How to deal with an airline or hotel chatbot — and how to get a human

Travel companies turned to AI during the pandemic. It’s here to stay.

(iStock/Washington Post Illustration)

If it feels as if you’re talking to a robot when you contact your airline, car rental company or hotel, it’s because you probably are.

During the pandemic, the travel industry rushed to build contactless customer service systems to handle inquiries. It may have gone too far.

Chatbots and form responses generated by artificial intelligence are more common than ever, experts and travelers told me by email. They allow companies to save money by hiring fewer call-center employees and speeding up the resolution process. And although there are advantages for companies, customers aren’t always making a connection with the new technology.

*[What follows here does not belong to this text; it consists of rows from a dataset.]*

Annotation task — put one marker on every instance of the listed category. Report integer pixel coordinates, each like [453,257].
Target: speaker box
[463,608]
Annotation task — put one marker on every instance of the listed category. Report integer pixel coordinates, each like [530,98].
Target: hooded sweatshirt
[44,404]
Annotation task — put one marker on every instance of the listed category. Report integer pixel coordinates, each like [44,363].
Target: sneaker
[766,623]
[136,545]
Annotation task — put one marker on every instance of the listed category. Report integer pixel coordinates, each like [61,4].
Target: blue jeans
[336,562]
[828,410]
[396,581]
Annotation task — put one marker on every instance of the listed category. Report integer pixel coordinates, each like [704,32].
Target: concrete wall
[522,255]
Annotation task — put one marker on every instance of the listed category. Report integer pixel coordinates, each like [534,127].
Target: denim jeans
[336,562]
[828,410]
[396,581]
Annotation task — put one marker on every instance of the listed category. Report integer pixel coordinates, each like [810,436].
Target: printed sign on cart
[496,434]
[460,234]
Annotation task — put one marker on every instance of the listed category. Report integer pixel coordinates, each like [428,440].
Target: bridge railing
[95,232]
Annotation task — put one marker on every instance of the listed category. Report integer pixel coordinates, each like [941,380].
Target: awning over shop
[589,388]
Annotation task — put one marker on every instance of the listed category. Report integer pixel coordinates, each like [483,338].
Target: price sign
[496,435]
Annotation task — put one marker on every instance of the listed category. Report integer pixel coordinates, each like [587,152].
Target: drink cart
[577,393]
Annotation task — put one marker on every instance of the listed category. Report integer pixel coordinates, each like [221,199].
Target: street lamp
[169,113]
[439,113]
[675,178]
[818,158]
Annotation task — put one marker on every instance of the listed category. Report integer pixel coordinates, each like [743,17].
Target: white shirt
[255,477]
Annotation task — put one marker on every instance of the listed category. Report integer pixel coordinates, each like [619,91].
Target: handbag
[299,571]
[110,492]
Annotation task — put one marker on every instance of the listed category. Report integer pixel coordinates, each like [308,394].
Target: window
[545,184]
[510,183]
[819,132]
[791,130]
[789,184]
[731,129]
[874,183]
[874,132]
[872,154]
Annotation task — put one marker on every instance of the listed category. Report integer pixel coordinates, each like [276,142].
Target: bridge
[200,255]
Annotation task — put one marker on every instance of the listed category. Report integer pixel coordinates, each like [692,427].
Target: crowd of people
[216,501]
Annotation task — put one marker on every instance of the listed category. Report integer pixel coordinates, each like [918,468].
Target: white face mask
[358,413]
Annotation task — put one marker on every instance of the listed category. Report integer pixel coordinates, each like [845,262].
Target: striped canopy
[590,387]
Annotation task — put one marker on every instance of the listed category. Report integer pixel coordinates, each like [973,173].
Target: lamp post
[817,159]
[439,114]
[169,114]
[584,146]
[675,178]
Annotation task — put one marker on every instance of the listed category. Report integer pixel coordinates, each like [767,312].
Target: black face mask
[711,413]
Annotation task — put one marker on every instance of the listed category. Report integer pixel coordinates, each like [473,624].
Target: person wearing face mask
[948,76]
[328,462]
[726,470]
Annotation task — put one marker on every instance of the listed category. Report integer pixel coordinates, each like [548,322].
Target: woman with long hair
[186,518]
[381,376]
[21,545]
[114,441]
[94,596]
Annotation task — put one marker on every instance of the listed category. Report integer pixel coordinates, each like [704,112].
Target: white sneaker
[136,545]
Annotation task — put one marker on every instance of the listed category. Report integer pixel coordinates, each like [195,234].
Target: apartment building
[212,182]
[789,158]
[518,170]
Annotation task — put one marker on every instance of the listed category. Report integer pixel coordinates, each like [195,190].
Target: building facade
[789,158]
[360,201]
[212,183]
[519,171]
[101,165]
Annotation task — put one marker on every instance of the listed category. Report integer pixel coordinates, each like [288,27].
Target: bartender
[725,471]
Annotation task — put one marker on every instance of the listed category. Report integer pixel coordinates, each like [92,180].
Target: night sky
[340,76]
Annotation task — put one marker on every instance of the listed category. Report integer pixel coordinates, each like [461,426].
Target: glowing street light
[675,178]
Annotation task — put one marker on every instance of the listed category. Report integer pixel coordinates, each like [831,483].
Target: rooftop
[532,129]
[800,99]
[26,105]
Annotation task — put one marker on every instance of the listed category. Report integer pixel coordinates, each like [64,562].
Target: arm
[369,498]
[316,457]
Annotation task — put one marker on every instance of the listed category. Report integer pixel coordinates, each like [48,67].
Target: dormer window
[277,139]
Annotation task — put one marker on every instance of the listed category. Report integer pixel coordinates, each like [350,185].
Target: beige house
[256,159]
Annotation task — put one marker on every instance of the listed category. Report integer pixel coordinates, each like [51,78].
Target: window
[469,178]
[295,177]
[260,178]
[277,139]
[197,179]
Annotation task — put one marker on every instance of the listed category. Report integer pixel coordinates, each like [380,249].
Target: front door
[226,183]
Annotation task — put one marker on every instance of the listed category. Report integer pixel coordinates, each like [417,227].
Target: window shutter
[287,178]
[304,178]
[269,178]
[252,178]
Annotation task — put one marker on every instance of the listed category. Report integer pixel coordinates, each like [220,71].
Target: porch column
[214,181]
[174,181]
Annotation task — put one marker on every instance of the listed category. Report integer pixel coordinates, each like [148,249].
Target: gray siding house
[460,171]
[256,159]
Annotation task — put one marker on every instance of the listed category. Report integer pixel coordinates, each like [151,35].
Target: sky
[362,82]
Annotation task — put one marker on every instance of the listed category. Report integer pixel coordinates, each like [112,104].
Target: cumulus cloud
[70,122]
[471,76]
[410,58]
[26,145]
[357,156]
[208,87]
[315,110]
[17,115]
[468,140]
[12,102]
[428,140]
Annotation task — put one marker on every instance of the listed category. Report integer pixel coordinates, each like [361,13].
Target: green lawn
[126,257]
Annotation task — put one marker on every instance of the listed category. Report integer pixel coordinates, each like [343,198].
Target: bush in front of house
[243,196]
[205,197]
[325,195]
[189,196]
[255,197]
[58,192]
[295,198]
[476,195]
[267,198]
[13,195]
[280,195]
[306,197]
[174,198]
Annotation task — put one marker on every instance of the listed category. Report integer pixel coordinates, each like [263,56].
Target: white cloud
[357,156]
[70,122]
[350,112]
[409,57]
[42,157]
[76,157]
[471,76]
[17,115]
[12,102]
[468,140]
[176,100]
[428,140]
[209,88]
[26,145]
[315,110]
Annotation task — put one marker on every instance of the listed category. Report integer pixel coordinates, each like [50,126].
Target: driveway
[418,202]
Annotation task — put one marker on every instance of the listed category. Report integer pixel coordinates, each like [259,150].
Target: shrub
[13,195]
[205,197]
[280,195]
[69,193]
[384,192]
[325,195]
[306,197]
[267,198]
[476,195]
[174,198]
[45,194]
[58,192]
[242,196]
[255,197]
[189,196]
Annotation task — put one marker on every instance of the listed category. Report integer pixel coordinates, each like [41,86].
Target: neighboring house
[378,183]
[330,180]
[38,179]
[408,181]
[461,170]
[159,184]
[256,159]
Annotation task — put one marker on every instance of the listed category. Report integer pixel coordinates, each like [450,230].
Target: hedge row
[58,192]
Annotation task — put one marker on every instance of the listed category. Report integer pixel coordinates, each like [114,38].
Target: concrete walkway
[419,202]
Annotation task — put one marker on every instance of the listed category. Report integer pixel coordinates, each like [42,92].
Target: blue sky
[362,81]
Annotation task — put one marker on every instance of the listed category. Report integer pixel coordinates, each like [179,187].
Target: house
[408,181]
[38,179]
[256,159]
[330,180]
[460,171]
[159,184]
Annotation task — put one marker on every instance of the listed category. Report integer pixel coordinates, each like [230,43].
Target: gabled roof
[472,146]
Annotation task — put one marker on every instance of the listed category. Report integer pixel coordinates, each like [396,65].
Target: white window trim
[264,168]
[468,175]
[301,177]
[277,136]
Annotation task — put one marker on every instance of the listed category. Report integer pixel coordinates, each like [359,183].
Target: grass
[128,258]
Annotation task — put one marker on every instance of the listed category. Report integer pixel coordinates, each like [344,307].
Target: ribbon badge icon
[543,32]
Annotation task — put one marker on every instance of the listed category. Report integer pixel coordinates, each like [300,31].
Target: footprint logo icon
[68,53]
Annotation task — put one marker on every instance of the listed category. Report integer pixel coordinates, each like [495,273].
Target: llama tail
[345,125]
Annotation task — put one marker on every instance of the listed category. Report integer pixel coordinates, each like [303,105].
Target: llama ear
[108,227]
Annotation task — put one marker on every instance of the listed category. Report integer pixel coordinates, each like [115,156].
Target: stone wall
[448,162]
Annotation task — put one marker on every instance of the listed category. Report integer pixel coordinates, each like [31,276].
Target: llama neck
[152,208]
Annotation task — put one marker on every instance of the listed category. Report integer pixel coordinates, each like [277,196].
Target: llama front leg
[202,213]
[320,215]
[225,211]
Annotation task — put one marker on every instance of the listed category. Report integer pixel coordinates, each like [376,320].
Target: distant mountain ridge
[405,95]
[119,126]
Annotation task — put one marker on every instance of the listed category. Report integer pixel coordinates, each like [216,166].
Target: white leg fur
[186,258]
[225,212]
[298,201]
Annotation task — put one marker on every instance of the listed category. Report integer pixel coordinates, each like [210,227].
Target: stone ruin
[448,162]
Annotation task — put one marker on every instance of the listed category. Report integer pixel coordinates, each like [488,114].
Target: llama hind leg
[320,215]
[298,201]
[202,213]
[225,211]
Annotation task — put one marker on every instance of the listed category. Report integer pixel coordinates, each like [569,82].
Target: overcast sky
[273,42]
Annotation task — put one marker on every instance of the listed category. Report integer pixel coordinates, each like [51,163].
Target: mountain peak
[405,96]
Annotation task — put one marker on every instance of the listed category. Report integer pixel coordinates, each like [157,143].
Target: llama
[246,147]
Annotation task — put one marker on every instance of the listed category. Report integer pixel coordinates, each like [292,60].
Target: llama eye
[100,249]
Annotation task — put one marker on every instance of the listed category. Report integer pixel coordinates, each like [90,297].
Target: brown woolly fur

Hotels have gone to the robots

A client survey conducted by Zendesk, which provides customer service communications, found that conversations increased across several channels that relied on automation last year. The highest growth is on social media (up 32 percent) and on WhatsApp (up 370 percent).

“Self-service,” says Mike Gozzo, Zendesk’s senior vice president of product, “is the future of customer service.”

That bothers travelers like Kent Sharrar, an airline worker based in Phoenix. He recently had interactions with chatbots at a car rental company and a hotel that left him with an empty feeling. Both quickly addressed his query with an automated apology and an offer of compensation.

“But my goal is not to get compensation,” he says, after a rental car in poor condition and a charge from a canceled hotel room. “It’s to smooth out the bumps in the road for future experiences.”

‘Bots … don’t resign’

So what caused the rise of automation in travel? First, the pandemic forced many travel companies to do a top-to-bottom review of their customer service systems. They wanted to cut costs as travel slowed significantly and ensure minimum contact between customers and employees. Then there was the Great Resignation, which led to large-scale customer service problems. For many companies, implementing AI was the solution.

Labor shortages may wreak havoc on your summer vacation

“Bots don’t call in sick, and they don’t resign,” says Matt Edic, chief experience officer at IntelePeer, a provider of automation systems.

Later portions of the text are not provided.